6. OCJS houses its own team of researchers who design research studies for practicality and usefulness, providing policy makers and practitioners with the latest and best practices for today’s economic and community climate.
7. OCJS pilots projects that shape criminal justice in Ohio and nationwide. As a highly populated Midwestern state, Ohio takes the lead on successful justice strategies that are later adopted in other areas of the country.
8. Throughout the years, the professional staff at OCJS has understood the intrinsic value of information technology on crime and terrorism. That is why the agency has invested in and currently maintains one of the state’s most significant justice technology links — the Ohio Incident-Based Reporting System (OIBRS).
9. OCJS is a small agency, and with its concentrated staff, an idea or issue can be rapidly translated into a training opportunity, publication or conference for those who need it most.
10. OCJS streamlines grants, develops resources, shares information, and evaluates the effectiveness of initiatives. Ultimately, OCJS remains responsible for triaging criminal justice priorities spanning law enforcement, corrections, courts and criminal justice services.
Ohio Revised Code establishes the Ohio Office of Criminal Justice Services as the lead criminal justice planning agency for the state. Through its research, technology, grants administration and programmatic initiatives, OCJS serves agencies and communities committed to reducing and preventing crime across Ohio.
Service is at the core of OCJS’ vision, with collaboration the key that allows the agency to remain ahead of criminal justice issues. The outcome of this service and collaboration is the outstanding assistance OCJS provides in a broad range of areas such as funding, technology, research and training, and publications. OCJS customers include the governor’s administration, legislature, law enforcement and criminal justice agencies, universities, victim groups and citizens.

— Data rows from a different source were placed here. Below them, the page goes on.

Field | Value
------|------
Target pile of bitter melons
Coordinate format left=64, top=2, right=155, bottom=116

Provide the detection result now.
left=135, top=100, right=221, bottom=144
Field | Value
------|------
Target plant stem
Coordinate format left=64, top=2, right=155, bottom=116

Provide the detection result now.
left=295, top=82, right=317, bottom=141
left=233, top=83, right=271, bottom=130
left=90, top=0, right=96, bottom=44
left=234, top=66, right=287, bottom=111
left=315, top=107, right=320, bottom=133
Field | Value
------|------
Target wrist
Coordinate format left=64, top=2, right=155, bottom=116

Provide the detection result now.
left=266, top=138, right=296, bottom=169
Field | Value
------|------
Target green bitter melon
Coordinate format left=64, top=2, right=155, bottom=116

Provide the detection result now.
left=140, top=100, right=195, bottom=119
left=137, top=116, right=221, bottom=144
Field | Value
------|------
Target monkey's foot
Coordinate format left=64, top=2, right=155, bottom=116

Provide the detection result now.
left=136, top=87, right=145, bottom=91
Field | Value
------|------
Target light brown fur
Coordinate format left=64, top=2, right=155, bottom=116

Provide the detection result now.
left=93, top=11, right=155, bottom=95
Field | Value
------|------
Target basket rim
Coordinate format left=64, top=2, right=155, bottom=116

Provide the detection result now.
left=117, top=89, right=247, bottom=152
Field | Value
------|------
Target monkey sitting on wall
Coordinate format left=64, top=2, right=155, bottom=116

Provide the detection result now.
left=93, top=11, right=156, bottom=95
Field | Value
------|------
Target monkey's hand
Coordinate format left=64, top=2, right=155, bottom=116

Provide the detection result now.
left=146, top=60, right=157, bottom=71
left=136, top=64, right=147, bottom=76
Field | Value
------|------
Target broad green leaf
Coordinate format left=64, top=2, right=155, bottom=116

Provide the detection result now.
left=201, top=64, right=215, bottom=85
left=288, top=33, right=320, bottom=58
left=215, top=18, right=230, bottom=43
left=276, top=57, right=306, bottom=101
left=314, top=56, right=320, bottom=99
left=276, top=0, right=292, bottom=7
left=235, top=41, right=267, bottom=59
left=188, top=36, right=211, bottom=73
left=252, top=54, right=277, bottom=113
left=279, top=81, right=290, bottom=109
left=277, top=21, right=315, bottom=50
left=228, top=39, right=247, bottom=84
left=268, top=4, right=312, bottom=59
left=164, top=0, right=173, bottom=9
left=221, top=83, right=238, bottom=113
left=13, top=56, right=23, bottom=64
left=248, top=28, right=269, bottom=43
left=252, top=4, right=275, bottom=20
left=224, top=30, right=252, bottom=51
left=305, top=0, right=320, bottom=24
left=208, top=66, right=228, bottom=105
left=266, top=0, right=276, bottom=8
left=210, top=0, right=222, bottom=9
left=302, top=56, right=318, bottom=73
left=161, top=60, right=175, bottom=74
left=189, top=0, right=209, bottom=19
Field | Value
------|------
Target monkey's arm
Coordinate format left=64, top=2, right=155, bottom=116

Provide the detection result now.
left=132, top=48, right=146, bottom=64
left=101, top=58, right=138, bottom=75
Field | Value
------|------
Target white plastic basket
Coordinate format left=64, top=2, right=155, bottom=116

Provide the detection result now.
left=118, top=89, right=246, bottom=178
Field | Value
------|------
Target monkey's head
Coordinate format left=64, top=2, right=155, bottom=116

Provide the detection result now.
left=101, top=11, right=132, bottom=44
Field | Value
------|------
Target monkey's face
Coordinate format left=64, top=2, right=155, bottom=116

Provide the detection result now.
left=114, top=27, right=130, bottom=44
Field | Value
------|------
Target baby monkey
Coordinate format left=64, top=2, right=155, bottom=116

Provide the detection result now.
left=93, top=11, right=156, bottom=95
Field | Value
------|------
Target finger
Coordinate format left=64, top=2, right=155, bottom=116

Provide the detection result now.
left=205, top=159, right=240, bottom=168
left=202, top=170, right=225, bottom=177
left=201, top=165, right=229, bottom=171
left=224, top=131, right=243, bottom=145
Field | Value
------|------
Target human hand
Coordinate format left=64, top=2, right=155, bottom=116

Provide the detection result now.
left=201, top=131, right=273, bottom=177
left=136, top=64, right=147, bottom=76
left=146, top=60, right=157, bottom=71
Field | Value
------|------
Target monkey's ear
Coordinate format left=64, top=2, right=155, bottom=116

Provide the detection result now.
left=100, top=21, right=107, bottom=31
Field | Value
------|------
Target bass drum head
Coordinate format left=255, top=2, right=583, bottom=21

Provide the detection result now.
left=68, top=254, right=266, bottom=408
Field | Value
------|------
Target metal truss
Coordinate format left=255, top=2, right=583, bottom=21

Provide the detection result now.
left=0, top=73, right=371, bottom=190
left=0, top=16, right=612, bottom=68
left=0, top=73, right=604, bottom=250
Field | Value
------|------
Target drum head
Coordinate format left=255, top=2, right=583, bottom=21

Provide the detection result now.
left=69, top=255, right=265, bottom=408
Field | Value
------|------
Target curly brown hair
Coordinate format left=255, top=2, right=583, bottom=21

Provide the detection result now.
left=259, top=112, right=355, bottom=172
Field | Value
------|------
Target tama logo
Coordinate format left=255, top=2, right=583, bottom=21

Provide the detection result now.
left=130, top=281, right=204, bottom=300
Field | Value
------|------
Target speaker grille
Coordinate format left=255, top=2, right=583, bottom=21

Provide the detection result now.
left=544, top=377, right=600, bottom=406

OCJS is led by an executive director who is appointed by the director of the Ohio Department of Public Safety with the concurrence of the governor. The director informs the governor’s administration of criminal justice concerns and trends. The office is organized into four substantive areas: Grants Administration; Policy and Research; Justice Technology; and the Family Violence Prevention Center. The essential services provided in these areas through OCJS include:
OCJS is called on by the director of ODPS, the governor’s administration, and many different constituents to address a wide range of criminal justice issues. It is the combination of seasoned criminal justice professionals and individuals just entering the workforce that provides OCJS with the balance of experience and creativity to progressively work toward solutions.
OCJS was established by statute to ensure a balanced compliance with regulations related to federal grant funding in Ohio. Once established, the impartial position the agency was required to maintain was a natural fit for broad-based, objective criminal justice planning.
An OCJS staff of close to 30 effectively administers millions of justice grant dollars, researches trends and manages some of Ohio’s most progressive justice technology systems. How much does this cost Ohioans? With its administrative general revenue fund at just over $1 million, OCJS is one of the soundest returns on investment in Ohio state government today.